Now That you Know; Boycott Them.

And so it has started. Strewn with literature, manifestoes and flyers, wallpapered with posters. On Monday and Tuesday next week, UCD Students’ Union will decide. Will it boycott Coca Cola in solidarity with workers in it’s Bebidas and Panamco bottling plants in Columbia? Workers that have been subjected to a campaign of torture, kidnap and murder that has left eight dead and hundreds silenced. As part of a campaign facilitated by Coke in order to crush trade unions in its plants.

As the manager of one of these plants, Ariosto Mosquerio put it he wanted to ‘exterminate the trade union.’ Somewhat not surprising to see then that in 1994 two trade unionists, Jose David and Luis Granado wound up dead for engaging in trade union activity on behalf of the SINALTRAINAL union.

Later that year on the 27th of September SINTRAINAL specifically warned Coca Cola about the severity of the threats been directed at their workers in Carepa. On the 5th of December 1996 Isidro Gil was murdered by paramilitaries whilst actually working within the Coca Cola plant. A coincidence that the same day paramilitaries burnt out a trade union office? By the nature of these attacks it is clear that Coca Cola have facilitated and refused to act against any threats to their workers. As the July 2001 lawsuit on behalf of SINALTRAINAL states coke have “contracted with or otherwise directed paramilitary security forces that utilize extreme violence and murdered, tortured, unlawfully detained or otherwise silenced trade union leaders,”

Like most multinationals, Coke have a tendency to be product-less, legally and technically they exist just as a brand, the physical aspect of production and distribution meted out to subsidiaries that exist independently but are bound economically to Coca Cola. The bottling plants in Columbia are not Coke but exist under another name; yet their workers wear uniforms with Coca Cola emblazoned on the front and are subjected to a neon sign glowing above. After the murder of Isidro Gil paramilitaries returned and forced workers to resign from their union at the threat of execution. With a ‘controlling interest’ and two directors on the board of Panamco and the bottling plants’ total dependence on Coca Cola for subsistence; they could easily stop the violence.

Yet they haven’t. Union-less, they workers were replaced by scabs earning $250 less per month.
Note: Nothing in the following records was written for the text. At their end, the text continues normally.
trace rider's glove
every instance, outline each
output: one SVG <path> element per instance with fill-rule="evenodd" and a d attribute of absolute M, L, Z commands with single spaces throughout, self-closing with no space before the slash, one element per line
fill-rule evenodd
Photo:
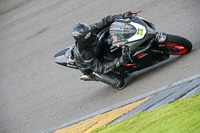
<path fill-rule="evenodd" d="M 129 56 L 122 51 L 122 56 L 119 58 L 118 62 L 116 63 L 116 67 L 119 67 L 123 65 L 124 63 L 127 63 L 129 60 Z"/>
<path fill-rule="evenodd" d="M 133 14 L 131 11 L 127 11 L 125 13 L 123 13 L 123 18 L 127 19 L 127 18 L 132 18 Z"/>

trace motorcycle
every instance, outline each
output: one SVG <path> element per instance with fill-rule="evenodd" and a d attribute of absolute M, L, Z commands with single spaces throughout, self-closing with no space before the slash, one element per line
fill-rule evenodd
<path fill-rule="evenodd" d="M 128 54 L 128 62 L 112 70 L 123 77 L 164 61 L 170 55 L 184 55 L 192 50 L 188 39 L 157 32 L 154 24 L 137 16 L 140 12 L 133 13 L 131 19 L 117 19 L 97 35 L 102 44 L 102 61 L 109 62 L 122 54 Z M 74 47 L 75 44 L 55 54 L 55 62 L 78 69 L 74 62 Z M 80 79 L 93 80 L 86 75 L 82 75 Z"/>

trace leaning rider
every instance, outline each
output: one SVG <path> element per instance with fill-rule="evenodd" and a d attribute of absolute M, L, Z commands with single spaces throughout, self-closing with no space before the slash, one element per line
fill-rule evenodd
<path fill-rule="evenodd" d="M 132 12 L 106 16 L 100 22 L 88 25 L 86 23 L 75 24 L 72 36 L 75 39 L 74 60 L 77 67 L 84 74 L 97 81 L 111 85 L 115 89 L 125 87 L 124 78 L 113 73 L 111 70 L 127 62 L 127 55 L 115 58 L 112 62 L 100 61 L 100 42 L 97 34 L 109 27 L 116 19 L 127 19 L 132 17 Z"/>

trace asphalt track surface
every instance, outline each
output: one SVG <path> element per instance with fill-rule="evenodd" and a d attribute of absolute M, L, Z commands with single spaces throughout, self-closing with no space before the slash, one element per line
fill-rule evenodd
<path fill-rule="evenodd" d="M 191 53 L 131 74 L 124 90 L 79 80 L 56 65 L 56 52 L 74 43 L 71 27 L 128 10 L 157 31 L 183 36 Z M 199 0 L 1 0 L 0 132 L 38 133 L 200 73 Z"/>

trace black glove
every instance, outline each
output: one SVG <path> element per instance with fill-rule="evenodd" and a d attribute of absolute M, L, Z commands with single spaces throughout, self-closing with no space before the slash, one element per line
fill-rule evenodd
<path fill-rule="evenodd" d="M 127 19 L 127 18 L 132 18 L 133 17 L 133 14 L 131 11 L 127 11 L 123 14 L 123 18 L 124 19 Z"/>

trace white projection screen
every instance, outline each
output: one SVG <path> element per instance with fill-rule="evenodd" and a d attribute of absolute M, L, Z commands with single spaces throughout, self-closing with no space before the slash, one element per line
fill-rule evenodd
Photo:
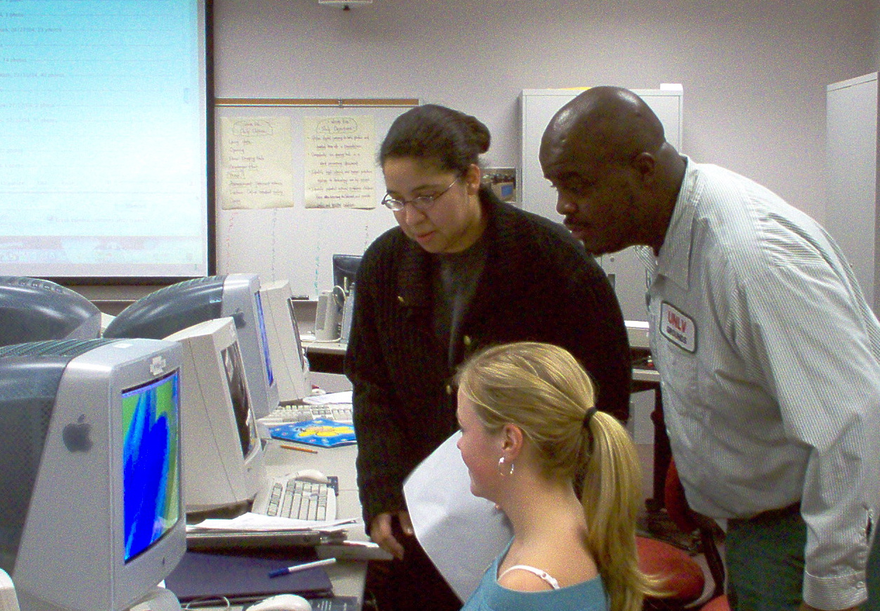
<path fill-rule="evenodd" d="M 213 267 L 205 0 L 0 0 L 0 276 Z"/>

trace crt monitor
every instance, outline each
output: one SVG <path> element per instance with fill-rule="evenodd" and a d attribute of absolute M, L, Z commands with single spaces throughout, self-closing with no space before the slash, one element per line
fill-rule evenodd
<path fill-rule="evenodd" d="M 348 295 L 357 278 L 357 269 L 361 267 L 360 254 L 333 255 L 333 283 L 342 289 Z"/>
<path fill-rule="evenodd" d="M 0 348 L 0 568 L 22 611 L 123 611 L 183 556 L 180 346 Z M 155 607 L 154 607 L 155 608 Z"/>
<path fill-rule="evenodd" d="M 188 513 L 253 498 L 266 477 L 235 322 L 220 318 L 168 335 L 183 348 L 183 497 Z"/>
<path fill-rule="evenodd" d="M 0 276 L 0 345 L 100 337 L 101 313 L 79 293 L 48 280 Z"/>
<path fill-rule="evenodd" d="M 278 385 L 256 274 L 209 276 L 159 289 L 119 313 L 104 336 L 162 339 L 224 316 L 235 320 L 253 413 L 261 418 L 278 407 Z"/>
<path fill-rule="evenodd" d="M 269 354 L 278 380 L 278 399 L 290 403 L 312 394 L 309 362 L 299 338 L 293 294 L 288 280 L 275 280 L 260 289 Z"/>

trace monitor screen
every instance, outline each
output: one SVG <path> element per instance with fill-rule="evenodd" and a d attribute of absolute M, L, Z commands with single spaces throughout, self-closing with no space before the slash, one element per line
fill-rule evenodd
<path fill-rule="evenodd" d="M 22 611 L 124 611 L 186 551 L 180 344 L 0 348 L 0 563 Z M 161 591 L 167 594 L 166 591 Z"/>
<path fill-rule="evenodd" d="M 180 519 L 180 374 L 122 392 L 125 561 Z"/>
<path fill-rule="evenodd" d="M 247 386 L 245 382 L 245 366 L 241 362 L 241 351 L 238 344 L 233 343 L 221 352 L 224 372 L 226 374 L 226 385 L 229 396 L 232 400 L 232 413 L 235 415 L 235 424 L 238 431 L 238 443 L 241 445 L 241 455 L 247 456 L 258 443 L 257 426 L 251 409 L 251 400 L 247 395 Z"/>
<path fill-rule="evenodd" d="M 278 387 L 256 274 L 209 276 L 159 289 L 121 312 L 104 336 L 161 339 L 225 316 L 235 320 L 252 407 L 262 417 L 278 407 Z"/>
<path fill-rule="evenodd" d="M 311 394 L 309 365 L 299 337 L 293 295 L 288 280 L 275 280 L 260 289 L 269 352 L 278 386 L 278 399 L 290 403 Z"/>
<path fill-rule="evenodd" d="M 263 300 L 260 291 L 253 293 L 253 301 L 257 305 L 257 327 L 260 329 L 260 345 L 263 349 L 263 363 L 266 364 L 266 378 L 269 386 L 275 385 L 275 372 L 272 371 L 272 356 L 269 354 L 269 342 L 266 337 L 266 314 L 263 312 Z"/>
<path fill-rule="evenodd" d="M 205 320 L 166 339 L 180 344 L 187 381 L 180 408 L 186 512 L 234 510 L 266 475 L 235 322 Z"/>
This campaign of murder is benefiting them and it is not in their economic interest to intervene. Colombian troops connected with the paramilitaries have trained at the U.S. Army’s School of the Americas (SOA) at Fort Benning, Ga., where trainees were encouraged to torture and murder those who do “union organizing and recruiting;” pass out “propaganda in favour of workers;” and “sympathize with demonstrators or strikes.” The agenda of these paramilitaries supported by the US state and it’s major corporations were made public when the Pentagon was forced to reveal the contents of training manuals used at the school.

In 2001 the Coca-Cola Co. made $4 billion in profits and paid its CEO, Douglas Daft, more than $105 million. Coca-Cola continues to rake in billions each year, yet the frightening conditions at the Coke plants remain unchanged.
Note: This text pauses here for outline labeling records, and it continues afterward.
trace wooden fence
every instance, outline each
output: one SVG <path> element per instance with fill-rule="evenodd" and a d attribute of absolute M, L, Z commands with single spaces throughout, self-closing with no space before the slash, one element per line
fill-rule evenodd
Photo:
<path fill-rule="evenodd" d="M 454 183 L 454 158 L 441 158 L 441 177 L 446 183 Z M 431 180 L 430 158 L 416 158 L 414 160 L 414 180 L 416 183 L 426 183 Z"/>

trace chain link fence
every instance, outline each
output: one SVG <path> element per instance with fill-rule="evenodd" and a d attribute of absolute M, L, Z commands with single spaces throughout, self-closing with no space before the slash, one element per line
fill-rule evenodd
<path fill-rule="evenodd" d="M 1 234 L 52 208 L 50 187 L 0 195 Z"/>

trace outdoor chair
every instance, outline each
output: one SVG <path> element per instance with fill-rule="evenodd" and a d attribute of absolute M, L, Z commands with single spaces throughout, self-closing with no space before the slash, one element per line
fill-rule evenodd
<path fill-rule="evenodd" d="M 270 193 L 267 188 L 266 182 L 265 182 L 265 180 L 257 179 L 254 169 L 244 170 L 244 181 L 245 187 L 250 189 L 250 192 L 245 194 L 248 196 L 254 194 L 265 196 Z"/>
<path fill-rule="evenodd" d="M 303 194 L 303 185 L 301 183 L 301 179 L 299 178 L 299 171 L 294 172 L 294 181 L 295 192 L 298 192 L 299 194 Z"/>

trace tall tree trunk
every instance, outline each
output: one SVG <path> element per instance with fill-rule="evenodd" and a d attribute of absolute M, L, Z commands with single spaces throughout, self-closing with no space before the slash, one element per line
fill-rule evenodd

Those proposing the referendum are calling for a boycott of Coke and its host of products which monopolise the mineral drinks industry in response to the SINALTRAINAL trade union.
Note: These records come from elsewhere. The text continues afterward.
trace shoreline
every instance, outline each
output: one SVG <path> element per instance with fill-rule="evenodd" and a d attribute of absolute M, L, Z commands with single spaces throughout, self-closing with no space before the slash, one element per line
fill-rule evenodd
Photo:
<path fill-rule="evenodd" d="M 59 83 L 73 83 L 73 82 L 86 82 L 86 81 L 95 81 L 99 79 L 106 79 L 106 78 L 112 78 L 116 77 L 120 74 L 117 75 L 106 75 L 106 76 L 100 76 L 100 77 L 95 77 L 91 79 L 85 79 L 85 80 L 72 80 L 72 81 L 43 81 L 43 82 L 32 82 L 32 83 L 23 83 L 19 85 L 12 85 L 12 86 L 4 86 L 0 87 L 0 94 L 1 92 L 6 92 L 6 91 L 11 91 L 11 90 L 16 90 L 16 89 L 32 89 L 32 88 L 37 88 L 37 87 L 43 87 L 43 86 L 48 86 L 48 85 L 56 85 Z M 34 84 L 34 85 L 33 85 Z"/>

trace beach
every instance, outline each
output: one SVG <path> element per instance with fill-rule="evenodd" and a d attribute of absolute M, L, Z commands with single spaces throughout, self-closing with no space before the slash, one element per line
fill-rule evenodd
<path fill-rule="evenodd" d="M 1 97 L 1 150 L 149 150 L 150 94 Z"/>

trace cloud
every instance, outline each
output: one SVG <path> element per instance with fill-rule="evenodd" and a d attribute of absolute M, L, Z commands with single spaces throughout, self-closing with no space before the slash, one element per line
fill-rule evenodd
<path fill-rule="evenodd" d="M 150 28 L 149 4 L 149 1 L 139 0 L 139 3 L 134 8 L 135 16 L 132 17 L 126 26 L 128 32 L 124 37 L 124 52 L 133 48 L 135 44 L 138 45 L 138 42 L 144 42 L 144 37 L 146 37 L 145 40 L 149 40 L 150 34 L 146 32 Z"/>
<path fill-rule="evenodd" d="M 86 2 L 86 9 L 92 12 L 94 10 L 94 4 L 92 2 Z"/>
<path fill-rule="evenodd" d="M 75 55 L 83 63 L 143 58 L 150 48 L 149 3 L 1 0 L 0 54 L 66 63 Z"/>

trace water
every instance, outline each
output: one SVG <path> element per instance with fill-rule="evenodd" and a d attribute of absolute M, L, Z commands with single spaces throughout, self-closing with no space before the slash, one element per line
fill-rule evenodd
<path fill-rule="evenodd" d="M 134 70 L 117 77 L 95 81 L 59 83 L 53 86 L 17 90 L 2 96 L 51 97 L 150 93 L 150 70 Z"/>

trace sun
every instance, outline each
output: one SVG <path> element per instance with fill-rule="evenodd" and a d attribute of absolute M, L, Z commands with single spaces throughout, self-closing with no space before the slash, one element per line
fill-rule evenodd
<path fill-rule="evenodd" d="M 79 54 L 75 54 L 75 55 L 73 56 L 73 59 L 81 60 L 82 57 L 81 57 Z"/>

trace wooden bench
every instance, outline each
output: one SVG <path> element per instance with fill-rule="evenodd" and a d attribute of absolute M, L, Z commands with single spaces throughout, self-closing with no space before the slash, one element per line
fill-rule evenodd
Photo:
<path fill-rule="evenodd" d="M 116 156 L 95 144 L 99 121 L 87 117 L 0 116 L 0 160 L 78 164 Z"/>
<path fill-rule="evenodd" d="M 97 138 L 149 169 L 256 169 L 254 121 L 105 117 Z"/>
After the difficulty of pursuing the legalistic route to put a stop to what is happening in Columbia, the only option open now is a boycott directed at Coca Cola and in Solidarity with the Columbian workers that called for it. As one of those workers said ‘We want justice. We want people to know the truth about what is going on in Colombia against Coke workers. Now that you know will you please help us?’